2つの音が重なり、2人の気持ちもシンクロしていく。
空を仰いだまま少年は大きく息を吸い込んでから、2つの音に更に声という音を乗せる。
木漏れ日がスポットライトの如く2人を照らし出し、小さな観客たちは音楽に酔いしれながらも自分たちだけが聴いている音楽が勿体なく感じていた。
もっと広めたい。
もっと多くの人に聴いてほしい。
その想いが、木々を消していく―――――。
いつしか湖が観客席と化して、彼らの立つステージを見上げるように沢山の人々で埋め尽くされた。

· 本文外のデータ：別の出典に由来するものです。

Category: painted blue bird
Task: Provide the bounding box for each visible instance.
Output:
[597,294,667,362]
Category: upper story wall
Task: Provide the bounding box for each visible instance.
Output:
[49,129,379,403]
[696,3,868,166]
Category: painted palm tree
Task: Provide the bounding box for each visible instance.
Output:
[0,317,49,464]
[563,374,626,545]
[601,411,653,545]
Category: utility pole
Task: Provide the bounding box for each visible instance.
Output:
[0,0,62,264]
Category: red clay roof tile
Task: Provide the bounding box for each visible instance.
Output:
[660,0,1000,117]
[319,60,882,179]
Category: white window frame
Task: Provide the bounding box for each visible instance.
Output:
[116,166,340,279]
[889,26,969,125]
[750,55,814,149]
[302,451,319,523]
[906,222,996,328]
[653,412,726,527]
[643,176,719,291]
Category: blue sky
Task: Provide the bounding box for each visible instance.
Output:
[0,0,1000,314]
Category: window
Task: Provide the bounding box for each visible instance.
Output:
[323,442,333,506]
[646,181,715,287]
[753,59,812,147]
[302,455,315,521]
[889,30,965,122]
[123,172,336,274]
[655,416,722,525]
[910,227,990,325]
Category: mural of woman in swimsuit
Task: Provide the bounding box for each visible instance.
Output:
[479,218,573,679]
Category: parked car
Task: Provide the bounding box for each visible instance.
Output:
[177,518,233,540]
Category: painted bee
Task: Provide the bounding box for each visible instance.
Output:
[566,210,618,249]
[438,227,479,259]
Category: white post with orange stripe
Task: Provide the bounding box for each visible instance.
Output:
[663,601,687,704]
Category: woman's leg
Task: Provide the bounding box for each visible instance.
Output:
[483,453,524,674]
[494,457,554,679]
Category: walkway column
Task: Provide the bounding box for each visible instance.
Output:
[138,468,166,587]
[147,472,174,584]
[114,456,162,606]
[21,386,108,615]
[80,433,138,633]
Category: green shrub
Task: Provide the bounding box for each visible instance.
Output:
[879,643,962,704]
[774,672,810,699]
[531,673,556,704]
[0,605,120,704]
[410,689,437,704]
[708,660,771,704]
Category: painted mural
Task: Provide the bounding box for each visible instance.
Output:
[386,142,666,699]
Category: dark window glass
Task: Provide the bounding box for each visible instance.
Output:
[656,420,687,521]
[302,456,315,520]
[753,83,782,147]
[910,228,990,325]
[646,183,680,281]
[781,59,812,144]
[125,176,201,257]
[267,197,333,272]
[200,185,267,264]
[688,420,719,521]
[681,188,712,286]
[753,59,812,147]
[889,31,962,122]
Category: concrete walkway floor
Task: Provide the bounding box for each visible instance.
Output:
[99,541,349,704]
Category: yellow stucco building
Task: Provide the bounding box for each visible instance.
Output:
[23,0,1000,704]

気付けば少年の叩くキーボードはグランドピアノへと、そしてギターはボーカルの少年の愛用するものへと変わり、2人は視線を合わせると微笑みあって音楽を奏で続ける。
ここで終わらせはしない。
終わらすことはできない。
今からが始まりだ。
さぁ、準備はいいかい?
―――――Ready Go!
END 20151014
再びWINGSのPVっぽいイメージで書いてみました。
これはまだ彼らが少年時代のつもりです。
でもなぁ…なんか納得いってないんですけれども…w
これでも大丈夫なんでしょうか。
咸月はWINGSを、彼らの唄をまだ掴み切れていない気がします。
なので不安なのでしょうね。
でもこの感じのシリーズでいくつか書きたいので頑張って修行します!
修行しながらの作品upばっかりですみません。
有難うございました~。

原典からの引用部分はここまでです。